In patients with chronic HCV infection, no increase in viral load was observed during IL-2 treatment despite increased TReg cell numbers, and there was even a small but significant decrease in the viral load at the end of the follow-up period11. In the GVHD-prevention trial, the recovery of in vitro immune responses against recall antigens was identical in the IL-2-treated and control groups, and, importantly, a marked decrease in the number of infectious episodes was observed in the treated group as compared with controls84. Nevertheless, given the effects of IL-2 on TFH cells and TFR cells, and the striking decrease in the number of B cells that has been reported in some trials of IL-2 (Refs 11,82), further studies of humoral responses in individuals treated with IL-2 are warranted.
In the trial of low-dose IL-2 therapy for chronic GVHD, three patients had bacterial infections of grade 3 or higher12, but these findings are difficult to interpret in light of the other immunosuppressive drugs or corticosteroids that these patients received.

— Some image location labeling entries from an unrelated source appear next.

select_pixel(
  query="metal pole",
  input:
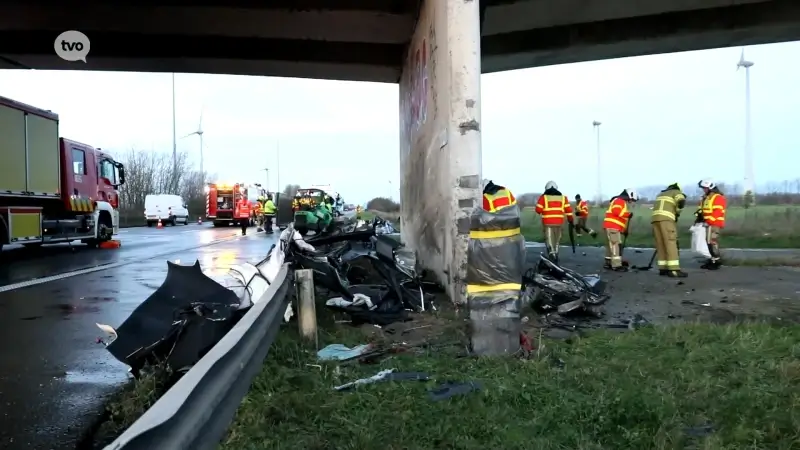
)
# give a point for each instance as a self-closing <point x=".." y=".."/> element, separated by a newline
<point x="749" y="175"/>
<point x="174" y="132"/>
<point x="202" y="171"/>
<point x="596" y="125"/>
<point x="750" y="182"/>
<point x="278" y="165"/>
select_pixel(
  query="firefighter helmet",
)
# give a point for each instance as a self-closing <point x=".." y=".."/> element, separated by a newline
<point x="706" y="184"/>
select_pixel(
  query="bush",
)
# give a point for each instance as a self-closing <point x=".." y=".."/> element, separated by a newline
<point x="383" y="204"/>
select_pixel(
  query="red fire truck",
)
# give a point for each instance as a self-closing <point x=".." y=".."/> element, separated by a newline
<point x="221" y="198"/>
<point x="53" y="190"/>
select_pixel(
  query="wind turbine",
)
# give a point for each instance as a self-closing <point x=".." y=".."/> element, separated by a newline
<point x="749" y="175"/>
<point x="199" y="133"/>
<point x="596" y="125"/>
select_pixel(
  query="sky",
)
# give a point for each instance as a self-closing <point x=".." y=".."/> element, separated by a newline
<point x="665" y="118"/>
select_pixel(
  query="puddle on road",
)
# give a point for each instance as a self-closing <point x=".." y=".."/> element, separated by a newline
<point x="112" y="377"/>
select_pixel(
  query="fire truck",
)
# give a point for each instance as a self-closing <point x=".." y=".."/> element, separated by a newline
<point x="221" y="198"/>
<point x="52" y="189"/>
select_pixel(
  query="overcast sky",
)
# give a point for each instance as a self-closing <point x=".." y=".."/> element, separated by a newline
<point x="666" y="118"/>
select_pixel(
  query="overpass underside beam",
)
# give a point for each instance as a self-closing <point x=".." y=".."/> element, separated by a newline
<point x="440" y="138"/>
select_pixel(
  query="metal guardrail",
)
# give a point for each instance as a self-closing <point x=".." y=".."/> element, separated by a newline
<point x="195" y="413"/>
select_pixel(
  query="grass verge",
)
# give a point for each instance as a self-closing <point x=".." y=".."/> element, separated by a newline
<point x="773" y="261"/>
<point x="712" y="386"/>
<point x="124" y="408"/>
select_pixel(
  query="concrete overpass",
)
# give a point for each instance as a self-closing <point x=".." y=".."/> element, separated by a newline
<point x="435" y="49"/>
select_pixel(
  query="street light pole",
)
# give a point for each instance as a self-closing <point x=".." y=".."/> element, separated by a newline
<point x="596" y="126"/>
<point x="174" y="132"/>
<point x="278" y="165"/>
<point x="749" y="175"/>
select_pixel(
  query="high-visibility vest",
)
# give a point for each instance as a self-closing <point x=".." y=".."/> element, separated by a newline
<point x="714" y="206"/>
<point x="617" y="215"/>
<point x="666" y="207"/>
<point x="583" y="208"/>
<point x="503" y="198"/>
<point x="553" y="209"/>
<point x="243" y="209"/>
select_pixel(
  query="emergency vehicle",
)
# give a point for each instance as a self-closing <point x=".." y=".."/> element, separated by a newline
<point x="53" y="190"/>
<point x="221" y="198"/>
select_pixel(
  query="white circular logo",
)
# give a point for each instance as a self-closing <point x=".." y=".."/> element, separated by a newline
<point x="72" y="46"/>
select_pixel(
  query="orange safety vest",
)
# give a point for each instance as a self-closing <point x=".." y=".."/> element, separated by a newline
<point x="714" y="210"/>
<point x="243" y="209"/>
<point x="583" y="209"/>
<point x="503" y="198"/>
<point x="553" y="209"/>
<point x="617" y="216"/>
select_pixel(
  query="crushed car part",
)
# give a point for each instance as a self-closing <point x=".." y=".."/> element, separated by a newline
<point x="549" y="287"/>
<point x="177" y="324"/>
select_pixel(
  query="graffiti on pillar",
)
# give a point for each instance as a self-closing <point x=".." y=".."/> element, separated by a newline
<point x="415" y="103"/>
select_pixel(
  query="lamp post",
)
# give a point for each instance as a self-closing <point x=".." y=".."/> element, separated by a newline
<point x="749" y="175"/>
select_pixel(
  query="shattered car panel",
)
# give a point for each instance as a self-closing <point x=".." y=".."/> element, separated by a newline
<point x="178" y="323"/>
<point x="550" y="286"/>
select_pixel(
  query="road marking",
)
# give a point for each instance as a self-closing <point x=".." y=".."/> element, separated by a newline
<point x="98" y="268"/>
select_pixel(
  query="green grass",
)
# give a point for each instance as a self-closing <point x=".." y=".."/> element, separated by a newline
<point x="124" y="408"/>
<point x="638" y="390"/>
<point x="757" y="227"/>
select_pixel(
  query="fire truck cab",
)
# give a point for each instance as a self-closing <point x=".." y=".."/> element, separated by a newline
<point x="221" y="198"/>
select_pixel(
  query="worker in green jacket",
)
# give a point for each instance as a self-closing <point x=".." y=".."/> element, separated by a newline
<point x="269" y="213"/>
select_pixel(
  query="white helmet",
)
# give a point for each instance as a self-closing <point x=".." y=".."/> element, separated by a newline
<point x="706" y="183"/>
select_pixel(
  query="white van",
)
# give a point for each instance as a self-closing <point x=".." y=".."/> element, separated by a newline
<point x="169" y="208"/>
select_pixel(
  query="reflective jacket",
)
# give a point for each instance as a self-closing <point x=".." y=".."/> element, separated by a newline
<point x="714" y="205"/>
<point x="502" y="198"/>
<point x="668" y="205"/>
<point x="554" y="206"/>
<point x="243" y="209"/>
<point x="583" y="209"/>
<point x="617" y="215"/>
<point x="269" y="207"/>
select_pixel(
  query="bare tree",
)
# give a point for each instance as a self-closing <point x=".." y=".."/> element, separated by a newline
<point x="148" y="172"/>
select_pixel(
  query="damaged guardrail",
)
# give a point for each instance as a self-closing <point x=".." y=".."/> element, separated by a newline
<point x="195" y="413"/>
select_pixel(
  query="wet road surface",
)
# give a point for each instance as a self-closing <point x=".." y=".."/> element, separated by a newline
<point x="22" y="264"/>
<point x="54" y="374"/>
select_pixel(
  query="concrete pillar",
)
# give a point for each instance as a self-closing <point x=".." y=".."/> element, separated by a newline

Of note, in a trial investigating the adoptive transfer of ex vivo-expanded TReg cells in children with type 1 diabetes, one patient contracted an influenza virus infection immediately after the TReg cell infusion. The infection resolved normally within a few days, indicating that increased TReg cell number did not induce systemic immune suppression7.
The apparent preservation of a normal immune response to infection during IL-2 therapy is, in fact, not surprising. Inflammation is controlled by TReg cells but it also controls TReg cells94. At high levels of inflammation, TReg cells become less efficient95. It is thus expected that a moderate increase in the number of TReg cells or their functionality should not affect effector immune responses that are triggered by highly inflammatory events, such as infection or vaccination, as the inflammation would be expected to constrain the TReg cell response.
IL-2 and inflammation. On the one hand, TReg cells tend to lose their functional capacity in highly inflammatory environments94. They might even become unstable, losing FOXP3 expression and converting to a phenotype that is more characteristic of effector CD4+ T cells (these converted cells have been termed 'ex-TReg cells'), although such a process is much debated96. Different mechanisms can regulate the susceptibility of TReg cells to inflammation-induced FOXP3 destabilization: FOXP3 expression is downregulated by polyubiquitylation97 mediated by the E3 ubiquitin ligase STUB1, which is induced by pro-inflammatory cytokines and lipopolysaccharides98; PIM1 kinase phosphorylates a serine residue of human FOXP3, thereby impairing its function99; and binding of methyl CpG-binding protein 2 (MeCP2) to FOXP3 stabilizes its expression100.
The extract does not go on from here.